Ex-Sex Worker Says Mike Bloomberg Got Her Fired From Teaching Job

After two Democratic presidential debates in which Massachusetts Senator Elizabeth Warren ripped into former New York City Mayor Michael Bloomberg over allegations of sexual harassment against his company, a former sex worker has gone public with her own account of how Bloomberg, as mayor, attacked her—and got her fired from her job as an elementary school teacher. 

Writing for The Nation, Melissa Petro recounts how, in 2010, when she was 30 years old, “Bloomberg came for my job, a writer by education who had been working as a public-school teacher for a little over three years.”

The reason—a New York Post reporter had noticed an essay she has written online, recounting her experiences as a sex worker a decade earlier. 

“Bloomberg yanked me from the classroom and called for the city to take legal action against me, as if my very existence was a crime,” Petro wrote in a separate essay for Rolling Stone

 “At 19, sex work presented itself as a solution—a way of paying for school and covering my living expenses when I saw no other options,” Petro wrote in her Nation essay, published this week. “Stripping and, later, prostitution, made education attainable, a goal Bloomberg claims he will champion if elected president.”

Petro went on to teach art in a Bronx school, but upon seeing the Post story about her, Bloomberg quickly announced that New York City was looking into its own “legal rights” to fire her.

"We're just not going to have this woman in front of a class," Bloomberg said, quoted by a 2010 New York Daily News account. “When I was informed that, of the situation of this teacher saying that she had been a sex worker—I think was the term she might have used —I said 'well, you know, call her, tell her that she is being removed from the classroom.’”

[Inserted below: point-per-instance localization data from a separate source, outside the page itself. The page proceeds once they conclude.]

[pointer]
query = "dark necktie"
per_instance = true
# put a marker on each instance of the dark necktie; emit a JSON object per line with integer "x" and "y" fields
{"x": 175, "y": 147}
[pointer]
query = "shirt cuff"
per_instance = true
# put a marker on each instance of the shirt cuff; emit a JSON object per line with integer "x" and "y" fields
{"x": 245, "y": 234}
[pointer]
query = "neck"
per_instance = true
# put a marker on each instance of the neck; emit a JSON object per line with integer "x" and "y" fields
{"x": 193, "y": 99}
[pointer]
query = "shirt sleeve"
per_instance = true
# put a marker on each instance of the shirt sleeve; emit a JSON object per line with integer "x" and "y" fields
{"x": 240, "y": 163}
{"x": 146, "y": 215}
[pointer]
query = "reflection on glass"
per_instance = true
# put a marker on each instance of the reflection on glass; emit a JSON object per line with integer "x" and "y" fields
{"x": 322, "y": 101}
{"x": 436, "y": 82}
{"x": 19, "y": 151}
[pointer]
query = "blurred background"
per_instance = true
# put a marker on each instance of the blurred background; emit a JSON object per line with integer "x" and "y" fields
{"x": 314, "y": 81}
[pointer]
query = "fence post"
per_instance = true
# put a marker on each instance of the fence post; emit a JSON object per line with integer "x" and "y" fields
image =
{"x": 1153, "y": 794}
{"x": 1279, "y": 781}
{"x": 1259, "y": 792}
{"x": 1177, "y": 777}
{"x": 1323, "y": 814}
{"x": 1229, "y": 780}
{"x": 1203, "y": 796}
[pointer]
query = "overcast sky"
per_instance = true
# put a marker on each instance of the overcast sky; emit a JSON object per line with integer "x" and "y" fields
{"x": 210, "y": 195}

Though a “months long” investigation found nothing negative in her teaching record, according to Petro, the city’s Department of Education instead slapped her with a “Conduct Unbecoming a Professional” charge—for nothing more than her writings in which she described working in the sex industry.

“Unemployed and unemployable, I struggled for years,” Petro wrote—adding that her life is “better today.”

“I doubt I’ll ever fully recover from the trauma of being publicly shamed and ridiculed,” by Bloomberg, she wrote.